Phase 1 studies of the indenoisoquinolines LMP776 and LMP744 in patients with solid tumors and lymphomas.

Abstract

Purpose: Indenoisoquinolines are a class of topoisomerase I (TOP1) inhibitors designed to overcome clinical limitations of camptothecins. Three indenoisoquinolines (LMP400, LMP776, and LMP744) demonstrated activity in murine models and a comparative canine lymphoma study. Clinical data for LMP400 were previously reported (NCT01051635). The maximum tolerated dose (MTD), safety, and clinical data from phase 1 studies of LMP776 (NCT01051635) and LMP744 (NCT03030417) are reported herein.

Methods: Patients ≥ 18 years of age with advanced, refractory solid tumors or lymphomas received either LMP776 (n = 34) or LMP744 (n = 35) intravenously following a Simon accelerated titration design. Both LMP776 and LMP744 were administered daily for 5 days (QDx5) in 28-day cycles. Adverse events and clinical responses were evaluated according to CTCAE and RECIST v1.1 criteria, respectively. Pharmacokinetic and pharmacodynamic changes were evaluated.

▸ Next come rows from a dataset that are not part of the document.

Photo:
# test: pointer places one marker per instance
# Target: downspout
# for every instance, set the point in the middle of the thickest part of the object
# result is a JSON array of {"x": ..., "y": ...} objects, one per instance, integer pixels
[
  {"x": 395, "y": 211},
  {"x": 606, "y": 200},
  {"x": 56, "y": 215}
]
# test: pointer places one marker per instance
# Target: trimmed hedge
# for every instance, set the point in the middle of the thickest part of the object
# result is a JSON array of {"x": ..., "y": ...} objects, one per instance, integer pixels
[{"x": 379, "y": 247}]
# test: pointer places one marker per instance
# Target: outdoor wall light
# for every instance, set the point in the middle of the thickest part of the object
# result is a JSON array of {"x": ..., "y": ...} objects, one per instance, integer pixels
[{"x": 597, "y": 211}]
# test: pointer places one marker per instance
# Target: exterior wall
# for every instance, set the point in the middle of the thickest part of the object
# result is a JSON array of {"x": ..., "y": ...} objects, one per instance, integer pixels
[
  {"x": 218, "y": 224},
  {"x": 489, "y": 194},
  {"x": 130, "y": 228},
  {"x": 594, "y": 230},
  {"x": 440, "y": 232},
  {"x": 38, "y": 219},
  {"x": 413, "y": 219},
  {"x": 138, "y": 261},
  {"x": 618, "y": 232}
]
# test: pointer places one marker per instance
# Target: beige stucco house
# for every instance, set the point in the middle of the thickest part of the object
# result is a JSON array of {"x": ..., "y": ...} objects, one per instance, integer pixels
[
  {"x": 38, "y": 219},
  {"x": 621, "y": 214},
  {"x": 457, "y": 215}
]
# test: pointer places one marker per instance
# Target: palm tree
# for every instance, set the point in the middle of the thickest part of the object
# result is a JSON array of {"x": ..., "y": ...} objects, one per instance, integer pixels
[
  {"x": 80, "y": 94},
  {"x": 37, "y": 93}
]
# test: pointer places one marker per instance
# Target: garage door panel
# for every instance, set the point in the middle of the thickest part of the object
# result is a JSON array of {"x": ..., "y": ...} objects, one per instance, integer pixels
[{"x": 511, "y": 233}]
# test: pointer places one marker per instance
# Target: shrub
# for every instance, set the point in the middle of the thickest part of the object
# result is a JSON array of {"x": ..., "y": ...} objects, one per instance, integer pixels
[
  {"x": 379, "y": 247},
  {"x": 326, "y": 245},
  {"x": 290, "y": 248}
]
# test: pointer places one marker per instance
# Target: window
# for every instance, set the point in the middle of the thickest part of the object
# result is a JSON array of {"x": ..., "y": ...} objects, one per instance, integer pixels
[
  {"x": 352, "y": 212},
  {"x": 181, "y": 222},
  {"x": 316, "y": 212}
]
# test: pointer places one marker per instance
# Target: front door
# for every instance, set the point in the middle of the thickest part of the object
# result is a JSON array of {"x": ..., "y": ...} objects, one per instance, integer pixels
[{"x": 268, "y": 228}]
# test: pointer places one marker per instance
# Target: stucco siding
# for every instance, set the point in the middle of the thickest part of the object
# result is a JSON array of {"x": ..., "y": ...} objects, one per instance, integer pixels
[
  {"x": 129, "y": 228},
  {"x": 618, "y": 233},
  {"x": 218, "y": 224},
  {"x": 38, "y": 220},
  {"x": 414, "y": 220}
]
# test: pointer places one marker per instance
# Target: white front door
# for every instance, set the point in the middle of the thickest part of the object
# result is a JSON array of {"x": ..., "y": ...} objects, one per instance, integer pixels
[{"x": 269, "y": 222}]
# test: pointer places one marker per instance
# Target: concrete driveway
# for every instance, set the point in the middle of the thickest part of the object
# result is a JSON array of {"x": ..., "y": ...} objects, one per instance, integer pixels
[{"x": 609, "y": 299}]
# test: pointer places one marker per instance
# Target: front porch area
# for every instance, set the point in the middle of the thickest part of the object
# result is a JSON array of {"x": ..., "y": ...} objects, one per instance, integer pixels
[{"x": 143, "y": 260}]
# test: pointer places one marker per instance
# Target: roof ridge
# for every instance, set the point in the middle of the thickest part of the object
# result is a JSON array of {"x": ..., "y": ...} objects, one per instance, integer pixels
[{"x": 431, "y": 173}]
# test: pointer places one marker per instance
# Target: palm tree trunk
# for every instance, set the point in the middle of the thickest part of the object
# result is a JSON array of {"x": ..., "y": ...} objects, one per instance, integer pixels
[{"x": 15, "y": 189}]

Results: The MTD of LMP776 was 12 mg/m²/day and that of LMP744 was 190 mg/m²/day. Dose-limiting toxicities (DLTs) for LMP776 included hypercalcemia, anemia, and hyponatremia; DLTs for LMP744 included hypokalemia, anemia, and weight loss. There was 1 confirmed partial response (cPR) among 35 patients receiving LMP744 (overall response rate 3%) and no objective responses in patients receiving LMP776. Tumor biopsies from the patient with cPR demonstrated high baseline expression of SLFN11 and a unique pattern of pharmacodynamic responses, including increased RAD51, phosphorylated KAP1 (pKAP1), γH2AX, and cleaved caspase-3 (cCasp3).

Conclusion: MTDs and safety profiles are reported for LMP776 and LMP744. Target engagement by an indenoisoquinoline was measured for the first time in human samples.